Interestingly, the same TCR-γ gene rearrangement was detected in the skin and PB cells, whereas the same TCR-β gene rearrangement was identified in the PB, BM and LN cells in our case. However, the same TCR gene rearrangement was not detected in skin, LN, PB and BM cells. Although a lack of identical TCR gene rearrangement in different samples has been reported in previous studies,12 there has been no study comparing the TCR sequence in cells from four different tissues, as we did. However, the importance of differences in TCR sequence remains unknown, although several hypotheses can be considered. First, the differences may be due to the heterogeneity of different tissues, as single-cell profiling can offer insight into the underlying heterogeneity of SS recently.13,14 Second, the differences may be the result of clonal evolution, as the four samples were derived from the same patient at different times during the course of disease.

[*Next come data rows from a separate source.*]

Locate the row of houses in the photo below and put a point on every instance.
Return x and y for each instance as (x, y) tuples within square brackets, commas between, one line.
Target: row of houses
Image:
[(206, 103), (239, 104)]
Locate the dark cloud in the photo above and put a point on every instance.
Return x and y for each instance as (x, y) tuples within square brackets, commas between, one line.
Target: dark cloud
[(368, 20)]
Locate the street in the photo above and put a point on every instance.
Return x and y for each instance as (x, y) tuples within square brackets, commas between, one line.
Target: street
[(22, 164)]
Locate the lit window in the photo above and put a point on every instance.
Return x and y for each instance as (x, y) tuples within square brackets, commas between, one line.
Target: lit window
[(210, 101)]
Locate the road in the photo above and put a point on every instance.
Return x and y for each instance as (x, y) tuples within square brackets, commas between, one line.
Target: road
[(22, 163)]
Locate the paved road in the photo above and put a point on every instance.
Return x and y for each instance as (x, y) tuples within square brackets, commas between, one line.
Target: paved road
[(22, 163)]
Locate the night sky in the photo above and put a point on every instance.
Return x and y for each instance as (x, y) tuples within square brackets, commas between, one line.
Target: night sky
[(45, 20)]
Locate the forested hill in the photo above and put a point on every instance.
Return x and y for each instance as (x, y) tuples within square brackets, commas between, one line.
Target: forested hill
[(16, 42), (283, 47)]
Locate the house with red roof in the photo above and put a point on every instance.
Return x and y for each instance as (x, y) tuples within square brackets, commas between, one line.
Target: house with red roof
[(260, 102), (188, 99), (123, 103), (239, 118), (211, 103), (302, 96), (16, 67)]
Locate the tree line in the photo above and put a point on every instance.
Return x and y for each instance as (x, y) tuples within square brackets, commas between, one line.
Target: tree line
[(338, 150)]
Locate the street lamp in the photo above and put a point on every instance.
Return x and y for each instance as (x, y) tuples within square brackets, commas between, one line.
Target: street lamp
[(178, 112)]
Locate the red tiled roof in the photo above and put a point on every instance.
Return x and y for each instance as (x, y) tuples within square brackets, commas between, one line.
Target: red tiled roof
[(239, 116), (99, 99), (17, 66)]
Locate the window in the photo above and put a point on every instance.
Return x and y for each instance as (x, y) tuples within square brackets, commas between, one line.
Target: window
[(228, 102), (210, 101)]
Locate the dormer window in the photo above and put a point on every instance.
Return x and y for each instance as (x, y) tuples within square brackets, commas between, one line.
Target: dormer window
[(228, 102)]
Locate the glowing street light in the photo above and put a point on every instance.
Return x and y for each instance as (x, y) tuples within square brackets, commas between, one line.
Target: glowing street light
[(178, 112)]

In summary, we describe an unusual case of reactive LC proliferation mimicking LCH. The atypical histologic features in the skin and numerous LCs infiltrating the LNs of our patient may mask underlying SS and posed a diagnostic challenge for both the dermatologist and hematologist. LCH should be diagnosed with caution if LCH-like pathology occurs only in LNs and not in other common LCH sites, and more importantly, MICM studies should be conducted as an important additional step in combination with clinical and pathologic assessments to avoid misdiagnosis.

Ethics and Consent Statement

This study was approved by Ethics Committee of the First Affiliated Hospital of China Medical University.

Consent for Publication

Written informed consent has been provided by the patient to have the case details and any accompanying images published.

Funding

This work was supported by the National Youth Top-notch Talent of Ten Thousand Program (2014-253). The funding body had no role in the design of the study or collection, analysis, or interpretation of data, nor in writing the manuscript.

Disclosure

The authors report no conflicts of interest in this work.